| Literature DB >> 30018084 |
Edwin A Solares1, Mahul Chakraborty1, Danny E Miller2,3, Shannon Kalsow1, Kate Hall2, Anoja G Perera2, J J Emerson4, R Scott Hawley5,6.
Abstract
Accurate and comprehensive characterization of genetic variation is essential for deciphering the genetic basis of diseases and other phenotypes. A vast amount of genetic variation stems from large-scale sequence changes arising from the duplication, deletion, inversion, and translocation of sequences. In the past 10 years, high-throughput short reads have greatly expanded our ability to assay sequence variation due to single nucleotide polymorphisms.

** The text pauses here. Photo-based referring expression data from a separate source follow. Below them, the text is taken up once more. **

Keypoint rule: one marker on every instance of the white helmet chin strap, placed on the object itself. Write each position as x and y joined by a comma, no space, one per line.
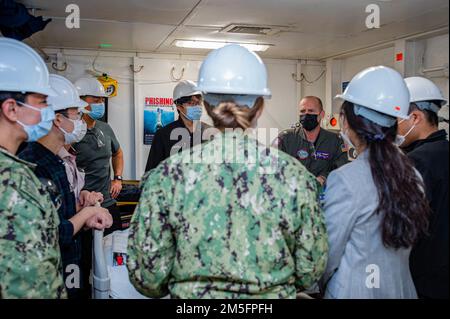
376,117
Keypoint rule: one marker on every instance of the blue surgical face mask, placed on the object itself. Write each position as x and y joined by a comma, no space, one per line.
194,113
42,128
97,111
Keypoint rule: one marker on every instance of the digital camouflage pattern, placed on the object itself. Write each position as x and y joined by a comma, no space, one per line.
230,230
30,262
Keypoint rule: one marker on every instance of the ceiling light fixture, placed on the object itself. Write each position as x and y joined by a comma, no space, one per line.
211,45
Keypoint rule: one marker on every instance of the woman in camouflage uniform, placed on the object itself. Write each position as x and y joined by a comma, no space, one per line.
229,218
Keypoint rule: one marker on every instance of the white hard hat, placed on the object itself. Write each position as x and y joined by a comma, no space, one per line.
90,86
379,89
22,69
233,70
67,94
185,88
423,90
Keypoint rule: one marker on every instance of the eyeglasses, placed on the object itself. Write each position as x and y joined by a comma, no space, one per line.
188,100
100,137
52,190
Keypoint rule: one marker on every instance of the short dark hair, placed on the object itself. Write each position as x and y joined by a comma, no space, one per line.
18,96
431,117
319,101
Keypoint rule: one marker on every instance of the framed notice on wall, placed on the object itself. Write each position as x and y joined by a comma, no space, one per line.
158,112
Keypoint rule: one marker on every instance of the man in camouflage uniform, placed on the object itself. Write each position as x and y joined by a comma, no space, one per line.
227,219
30,262
319,150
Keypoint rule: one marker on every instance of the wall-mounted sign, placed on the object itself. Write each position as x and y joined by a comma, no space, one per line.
158,112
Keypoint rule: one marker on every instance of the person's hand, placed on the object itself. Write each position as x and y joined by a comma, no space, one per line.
90,198
100,220
116,187
322,180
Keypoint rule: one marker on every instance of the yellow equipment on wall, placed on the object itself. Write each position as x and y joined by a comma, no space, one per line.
111,86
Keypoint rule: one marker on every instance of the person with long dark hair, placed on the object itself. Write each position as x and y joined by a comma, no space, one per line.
375,207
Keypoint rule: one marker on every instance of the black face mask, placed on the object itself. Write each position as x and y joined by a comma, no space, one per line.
309,121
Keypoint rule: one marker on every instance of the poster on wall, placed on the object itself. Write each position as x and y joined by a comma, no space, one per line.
158,112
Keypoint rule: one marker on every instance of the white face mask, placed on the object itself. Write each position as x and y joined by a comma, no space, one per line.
400,139
78,133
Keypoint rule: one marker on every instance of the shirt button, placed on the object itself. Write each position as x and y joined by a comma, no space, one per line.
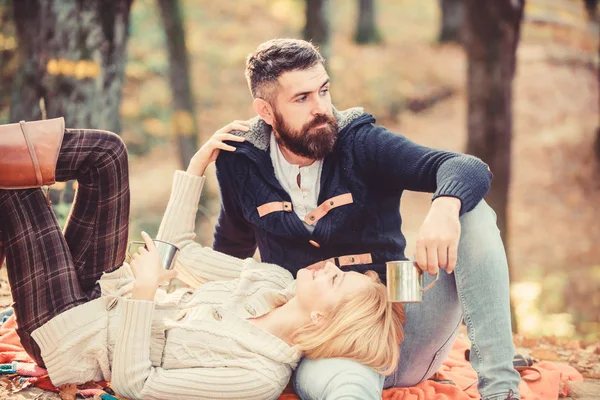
250,310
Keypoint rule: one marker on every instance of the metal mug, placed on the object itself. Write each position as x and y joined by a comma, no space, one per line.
166,251
405,282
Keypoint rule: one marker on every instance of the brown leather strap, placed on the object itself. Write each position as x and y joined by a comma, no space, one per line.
34,160
274,206
328,205
536,376
345,261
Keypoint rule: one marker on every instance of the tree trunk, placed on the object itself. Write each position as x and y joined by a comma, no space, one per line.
597,144
452,16
366,31
73,59
491,39
590,7
316,29
184,121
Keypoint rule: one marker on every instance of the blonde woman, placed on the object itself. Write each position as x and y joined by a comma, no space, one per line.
239,331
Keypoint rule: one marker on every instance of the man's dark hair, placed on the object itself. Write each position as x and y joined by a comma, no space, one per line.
275,57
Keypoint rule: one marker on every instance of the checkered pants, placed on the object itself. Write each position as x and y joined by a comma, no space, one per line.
49,271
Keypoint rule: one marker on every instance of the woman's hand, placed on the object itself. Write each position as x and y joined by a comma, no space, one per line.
210,150
148,271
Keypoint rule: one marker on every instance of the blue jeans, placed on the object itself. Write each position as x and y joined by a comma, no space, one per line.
477,291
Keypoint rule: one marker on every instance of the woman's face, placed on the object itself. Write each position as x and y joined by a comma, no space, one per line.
321,289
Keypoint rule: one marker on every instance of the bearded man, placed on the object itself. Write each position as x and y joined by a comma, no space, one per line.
311,184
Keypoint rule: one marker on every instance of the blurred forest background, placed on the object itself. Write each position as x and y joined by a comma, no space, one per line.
517,85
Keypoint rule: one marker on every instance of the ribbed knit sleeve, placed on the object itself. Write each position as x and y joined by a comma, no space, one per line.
395,162
134,377
195,264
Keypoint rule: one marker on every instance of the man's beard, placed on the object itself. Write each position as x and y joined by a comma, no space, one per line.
310,142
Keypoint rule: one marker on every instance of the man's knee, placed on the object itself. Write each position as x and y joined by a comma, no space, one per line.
333,379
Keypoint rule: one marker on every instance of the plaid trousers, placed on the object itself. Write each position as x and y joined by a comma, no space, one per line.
49,271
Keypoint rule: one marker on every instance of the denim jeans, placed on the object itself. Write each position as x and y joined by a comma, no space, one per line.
477,291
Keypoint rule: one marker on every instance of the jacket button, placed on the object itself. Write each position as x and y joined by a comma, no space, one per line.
250,310
111,304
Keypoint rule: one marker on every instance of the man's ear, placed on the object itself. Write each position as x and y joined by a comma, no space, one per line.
264,110
317,317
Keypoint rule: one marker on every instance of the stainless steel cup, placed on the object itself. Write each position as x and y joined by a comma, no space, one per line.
405,282
167,252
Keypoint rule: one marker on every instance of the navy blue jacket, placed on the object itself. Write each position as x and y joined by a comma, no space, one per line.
372,164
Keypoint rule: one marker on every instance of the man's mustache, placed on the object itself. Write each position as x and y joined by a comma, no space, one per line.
320,119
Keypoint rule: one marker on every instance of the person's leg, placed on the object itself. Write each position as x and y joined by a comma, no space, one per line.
97,228
49,273
42,279
484,292
336,378
478,288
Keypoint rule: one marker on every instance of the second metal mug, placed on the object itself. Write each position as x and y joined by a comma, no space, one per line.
166,251
405,282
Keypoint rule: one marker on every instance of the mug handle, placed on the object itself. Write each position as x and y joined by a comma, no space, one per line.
437,278
132,243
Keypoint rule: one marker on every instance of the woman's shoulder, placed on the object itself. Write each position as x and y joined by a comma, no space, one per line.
266,273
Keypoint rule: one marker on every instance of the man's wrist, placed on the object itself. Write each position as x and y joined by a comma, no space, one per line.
195,168
448,203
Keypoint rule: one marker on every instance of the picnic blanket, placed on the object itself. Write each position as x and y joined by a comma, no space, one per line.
454,381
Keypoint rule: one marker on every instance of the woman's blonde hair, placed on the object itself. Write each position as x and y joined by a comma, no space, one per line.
363,327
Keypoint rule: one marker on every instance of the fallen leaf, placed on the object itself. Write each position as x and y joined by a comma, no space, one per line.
545,354
68,391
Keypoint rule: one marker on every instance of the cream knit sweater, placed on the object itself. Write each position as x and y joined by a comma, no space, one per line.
190,344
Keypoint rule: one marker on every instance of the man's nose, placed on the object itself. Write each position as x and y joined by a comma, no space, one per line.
330,267
320,107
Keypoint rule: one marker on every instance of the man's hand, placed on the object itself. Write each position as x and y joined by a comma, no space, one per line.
148,271
437,243
210,150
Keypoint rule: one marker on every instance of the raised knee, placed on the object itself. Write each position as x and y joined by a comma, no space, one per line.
481,216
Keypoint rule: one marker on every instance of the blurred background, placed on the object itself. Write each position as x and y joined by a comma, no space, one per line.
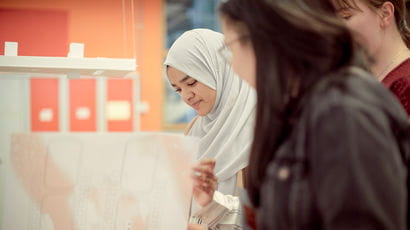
141,30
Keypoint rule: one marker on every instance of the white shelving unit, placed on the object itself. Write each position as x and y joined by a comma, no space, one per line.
70,66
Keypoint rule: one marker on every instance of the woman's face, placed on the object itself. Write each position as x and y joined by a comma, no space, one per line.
365,23
195,94
243,57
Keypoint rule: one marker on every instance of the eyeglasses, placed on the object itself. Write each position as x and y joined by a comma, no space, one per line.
225,52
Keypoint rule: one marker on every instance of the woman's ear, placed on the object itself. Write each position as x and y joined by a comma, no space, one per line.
387,14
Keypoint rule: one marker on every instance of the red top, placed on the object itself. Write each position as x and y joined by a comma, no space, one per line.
398,81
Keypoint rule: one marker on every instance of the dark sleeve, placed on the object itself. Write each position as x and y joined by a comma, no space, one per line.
358,177
401,88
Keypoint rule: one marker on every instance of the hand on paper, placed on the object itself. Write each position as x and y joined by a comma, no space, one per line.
205,181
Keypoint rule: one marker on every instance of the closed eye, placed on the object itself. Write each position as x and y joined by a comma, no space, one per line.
192,83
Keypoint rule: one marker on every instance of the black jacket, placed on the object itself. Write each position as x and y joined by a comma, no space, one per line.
345,163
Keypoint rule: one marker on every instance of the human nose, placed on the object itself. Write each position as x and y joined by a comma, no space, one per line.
187,95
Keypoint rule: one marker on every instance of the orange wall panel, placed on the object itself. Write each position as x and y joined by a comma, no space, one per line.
119,100
44,104
82,97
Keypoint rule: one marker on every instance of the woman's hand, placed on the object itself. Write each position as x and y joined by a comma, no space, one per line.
205,181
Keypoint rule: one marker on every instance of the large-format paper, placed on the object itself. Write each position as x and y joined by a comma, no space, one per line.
98,181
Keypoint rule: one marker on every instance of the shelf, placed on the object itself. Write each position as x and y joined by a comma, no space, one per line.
72,67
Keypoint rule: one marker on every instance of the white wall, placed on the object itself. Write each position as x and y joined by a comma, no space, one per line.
14,117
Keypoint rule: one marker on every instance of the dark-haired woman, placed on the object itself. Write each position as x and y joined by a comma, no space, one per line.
331,145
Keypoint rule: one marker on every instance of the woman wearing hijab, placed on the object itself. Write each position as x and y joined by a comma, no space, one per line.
225,105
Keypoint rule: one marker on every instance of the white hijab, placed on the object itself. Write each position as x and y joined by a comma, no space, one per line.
226,132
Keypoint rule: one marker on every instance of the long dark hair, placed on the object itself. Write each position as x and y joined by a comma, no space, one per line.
296,44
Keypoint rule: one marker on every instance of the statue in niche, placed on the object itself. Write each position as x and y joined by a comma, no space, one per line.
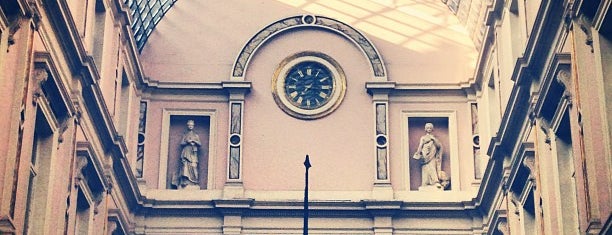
429,153
187,176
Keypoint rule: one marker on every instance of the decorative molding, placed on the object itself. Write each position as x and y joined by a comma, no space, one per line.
167,113
367,47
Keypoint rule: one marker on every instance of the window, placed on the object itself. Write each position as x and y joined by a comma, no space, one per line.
42,151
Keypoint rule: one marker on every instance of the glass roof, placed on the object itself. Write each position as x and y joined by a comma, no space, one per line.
147,13
145,16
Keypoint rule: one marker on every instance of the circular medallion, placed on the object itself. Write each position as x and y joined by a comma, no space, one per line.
308,85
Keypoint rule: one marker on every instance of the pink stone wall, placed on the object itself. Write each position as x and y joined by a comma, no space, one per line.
340,145
198,42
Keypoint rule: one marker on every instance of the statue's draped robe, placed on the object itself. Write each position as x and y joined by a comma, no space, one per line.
188,170
429,153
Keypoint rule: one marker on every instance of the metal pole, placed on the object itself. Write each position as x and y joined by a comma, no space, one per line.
307,166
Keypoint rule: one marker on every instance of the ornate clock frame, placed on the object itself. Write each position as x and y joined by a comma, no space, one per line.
290,99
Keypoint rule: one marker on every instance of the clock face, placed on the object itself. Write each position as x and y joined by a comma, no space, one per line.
309,85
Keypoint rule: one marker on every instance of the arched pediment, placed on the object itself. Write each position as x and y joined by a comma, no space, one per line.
364,44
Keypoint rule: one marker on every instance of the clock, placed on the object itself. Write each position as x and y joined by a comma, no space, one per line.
308,85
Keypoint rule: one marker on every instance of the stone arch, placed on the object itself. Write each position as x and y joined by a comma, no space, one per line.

However, a recent de novo assembly of a second Drosophila melanogaster reference genome has revealed that short read genotyping methods miss hundreds of structural variants, including those affecting phenotypes. While genomes assembled using high-coverage long reads can achieve high levels of contiguity and completeness, concerns about cost, errors, and low yield have limited widespread adoption of such sequencing approaches. Here we resequenced the reference strain of D. melanogaster (ISO1) on a single Oxford Nanopore MinION flow cell run for 24 hr. Using only reads longer than 1 kb or with at least 30x coverage, we assembled a highly contiguous de novo genome. The addition of inexpensive paired reads and subsequent scaffolding using an optical map technology achieved an assembly with completeness and contiguity comparable to the D. melanogaster reference assembly. Comparison of our assembly to the reference assembly of ISO1 uncovered a number of structural variants (SVs), including novel LTR transposable element insertions and duplications affecting genes with developmental, behavioral, and metabolic functions. Collectively, these SVs provide a snapshot of the dynamics of genome evolution. Furthermore, our assembly and comparison to the D. melanogaster reference genome demonstrates that high-quality de novo assembly of reference genomes and comprehensive variant discovery using such assemblies are now possible by a single lab for under $1,000 (USD).Entities:
Keywords: Drosophila; genome assembly; nanopore sequencing
Mesh:
Year: 2018 PMID: 30018084 PMCID: PMC6169397 DOI: 10.1534/g3.118.200162
Source DB: PubMed Journal: G3 (Bethesda) ISSN: 2160-1836 Impact factor: 3.154
Figure 1Assembly strategy used in this manuscript. A lower-contiguity assembly (Canu) is merged with a higher-contiguity assembly (DBG2OLC). The resulting assembly is again merged with the Canu assembly. The genome is then polished one or more times, here with nanopolish followed by Pilon.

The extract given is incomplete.